X = training_set[predictors]

my_pipeline = make_pipeline(Imputer(), RandomForestRegressor())

# Import library
from sklearn.model_selection import cross_val_score


# Get the cross-validation scores
scores = cross_val_score(my_pipeline, X, y,
                         scoring="neg_mean_absolute_error")

print(scores)

[-23619.64847463 -24044.31307324 -25411.42688615]

# Print the average of the scores to get a single measure
print("Mean Absolute Error: {0}".format(-1 * scores.mean()))

Mean Absolute Error: 24358.4628113363

# Remove YearBuilt and rerun
predictors = ["LotArea", "1stFlrSF", "2ndFlrSF", "FullBath",
              "BedroomAbvGr", "TotRmsAbvGrd"]

X = training_set[predictors]

scores = cross_val_score(my_pipeline, X, y,
                         scoring="neg_mean_absolute_error")

print(scores)
print("Mean Absolute Error: {0}".format(-1 * scores.mean()))

[-31607.33867214 -28752.41276523 -30952.68010288]
Mean Absolute Error: 30437.477180084108

# Use all numeric fields and rerun
X = training_set.drop(["Id", "SalePrice"], axis=1)\
        .select_dtypes(exclude=["object"])

scores = cross_val_score(my_pipeline, X, y,
                         scoring="neg_mean_absolute_error")

print(scores)
print("Mean Absolute Error: {0}".format(-1 * scores.mean()))

[-19261.77241615 -18868.2174538  -20048.12942387]
Mean Absolute Error: 19392.70643127347

Section 7

Data Leakage

This section covers how to identify and avoid data leakage, one of the most common and costly mistakes in machine learning.

# Create the data, make the pipeline, and get the accuracy cross-validation
# score
y = training_set.SalePrice

predictors = ["LotArea", "YearBuilt", "1stFlrSF", "2ndFlrSF", "FullBath",
              "BedroomAbvGr", "TotRmsAbvGrd"]

X = training_set.drop(["Id", "SalePrice"], axis=1)\
        .select_dtypes(exclude=["object"])

my_pipeline = make_pipeline(Imputer(), RandomForestRegressor())

scores = cross_val_score(my_pipeline, X, y,
                         scoring="neg_mean_absolute_error")

print(scores)
print("Mean Absolute Error: {0}".format(-1 * scores.mean()))

[-19986.84188912 -18771.71396304 -19436.84814815]
Mean Absolute Error: 19398.468000101402

# Identify some potential leaks and run after removing them
# Most datasets from Kaggle competitions don't have variables that cause
# data leakage, but I'm choosing some that I think might.
potential_leaks = ["MiscVal", "MoSold", "YrSold"]

X2 = X.drop(potential_leaks, axis=1)

scores = cross_val_score(my_pipeline, X2, y,
                         scoring="neg_mean_absolute_error")

print(scores)
print("Mean Absolute Error with leaks removed: {0}"\
      .format(-1 * scores.mean()))

[-18974.61902806 -20104.03839836 -20104.8617284 ]
Mean Absolute Error with leaks removed: 19727.839718271774

The MAE is higher after the leaks are removed but that makes sense.

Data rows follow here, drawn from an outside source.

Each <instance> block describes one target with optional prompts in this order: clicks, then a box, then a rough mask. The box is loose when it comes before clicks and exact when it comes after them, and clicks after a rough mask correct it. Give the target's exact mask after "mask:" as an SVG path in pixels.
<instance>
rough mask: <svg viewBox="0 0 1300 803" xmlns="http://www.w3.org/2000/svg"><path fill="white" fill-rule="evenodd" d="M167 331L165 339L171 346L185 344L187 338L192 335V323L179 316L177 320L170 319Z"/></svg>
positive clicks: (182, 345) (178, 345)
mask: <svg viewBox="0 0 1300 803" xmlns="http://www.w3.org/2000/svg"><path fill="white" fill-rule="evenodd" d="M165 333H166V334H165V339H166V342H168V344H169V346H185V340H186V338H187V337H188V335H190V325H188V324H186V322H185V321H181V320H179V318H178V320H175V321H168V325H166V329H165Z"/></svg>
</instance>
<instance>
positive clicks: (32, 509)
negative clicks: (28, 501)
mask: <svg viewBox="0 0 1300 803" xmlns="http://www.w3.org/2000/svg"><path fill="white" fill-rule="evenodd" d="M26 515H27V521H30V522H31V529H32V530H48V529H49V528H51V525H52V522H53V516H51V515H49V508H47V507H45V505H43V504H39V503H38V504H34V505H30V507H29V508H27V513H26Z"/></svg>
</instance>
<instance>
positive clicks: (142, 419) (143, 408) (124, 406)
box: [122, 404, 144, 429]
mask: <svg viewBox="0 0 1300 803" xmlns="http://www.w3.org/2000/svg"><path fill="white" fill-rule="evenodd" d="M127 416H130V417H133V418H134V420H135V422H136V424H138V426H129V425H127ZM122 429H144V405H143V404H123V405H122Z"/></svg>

That doesn’t mean those variables were leaks, but they did help with prediction. They may not have been that valid though.

This wraps up the level 2 part of the Learn Machine Learning series on Kaggle. The way this level is structured, it doesn’t make sense to have one place for all the code; it makes more sense to me to keep it all separate. Also, it took me a little over a week to start and finish, which I don’t think is too bad considering I had aimed for a week or less. I now know that a week is an achievable goal for posts like this. Some may take less, others more. Like I said in the level 1 post, next I’m going to recreate these tutorials in R. Those don’t exist on Kaggle, so I’m looking forward to the challenge!